Je pourrais lâcher l’aventure,
Je pourrais laisser tout ça derrière moi
Et je pourrais ne plus bouger
Que tout aurait quand même changé.
Moi qui croyais avoir enfin trouvé un monde qui m’aime, et que j’aime, et qui reste le même,
(Et pourtant je ne m’en suis pas satisfaite et je suis partie…
Pourquoi pas m’attendre, hein ?
On irait toujours sans jamais avancer,
On revivrait en boucle la vie du passé,
On ne dormirait plus pour ne plus rien en perdre
Et pour ne plus jamais,
Plus jamais
Regretter.
On oublierait le temps, on oublierait l’espace,
On oublierait l’oubli, ces changements qui cassent
Toujours tout,
Et plus jamais, jamais
Je n’oserais
Te quitter.)
Les profs qui vous revoient,
Les gens qui nous contactent,
Les amis qu’on revoit
Différents, mais intacts,
Dans la chaleur de l’été qui toujours me rappellera comment ça s’est fini trop tôt,
Dans le froid de l’hiver qui me dit d’arrêter un peu tout et de passer la soirée dans les photos.
J’ai essayé de vivre mais tu m’assassinais
Lentement,
Et avec toi les amours impossibles,
Les amitiés insubmersibles,
Les rires au mauvais moment,
Les pianos et les profs et la cour du lycée,
Toutes ces choses dont je n’ai jamais mieux su mesurer la valeur que quand je les perdais.
Ces choses qui faisaient parfois mal, mais c’était confortable quand tu me consolais.

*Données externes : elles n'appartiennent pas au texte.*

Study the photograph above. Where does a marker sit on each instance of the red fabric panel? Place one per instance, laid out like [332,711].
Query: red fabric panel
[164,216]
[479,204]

Et j’ai fermé les yeux mais tu n’as pas bougé
Et tu es là, tu es là, tu restes :
L’immobilité crépitante d’une bûche cramée qui brûle un peu encore de sa chaleur éteinte ;
La fumée des camps scouts qui entre dans les yeux, les pique,
Se mêle à la noirceur du chamallow grillé,
Nous fait pleurer,
Et imprègnera ce pull qu’à jamais je prendrai,
Le soir,
Au milieu de mes bras pour pleurer.
Ecrire, écrire, écrire, écrire pour marquer le temps,
Pour le maîtriser,
Écrire, écrire encore, et lire pour sortir du temps,
Pour s’en échapper,
Car moi, je voulais vivre, mais tu m’as tuée.
« Mais ce que j’aime est beau, le reste est superflu ; » je saurais pas dire pourquoi, mais ce vers m’a bien parlé, j’imagine que j’ai longtemps ressenti les choses comme ça
« Et je pourrais ne plus bouger/Que tout aurait quand même changé. » ça aussi ça me parle, ça me plaît
« Et imprègnera ce pull qu’à jamais je prendrai,/Le soir,/Au milieu de mes bras pour pleurer. » ce passage aussi, j’aime beaucoup. Les précédents, c’était pour l’image, pour l’écho à ma vie, et là… Ya aussi un écho personnel, mais j’aime aussi comme tu injectes du concret au propos, dans le rythme.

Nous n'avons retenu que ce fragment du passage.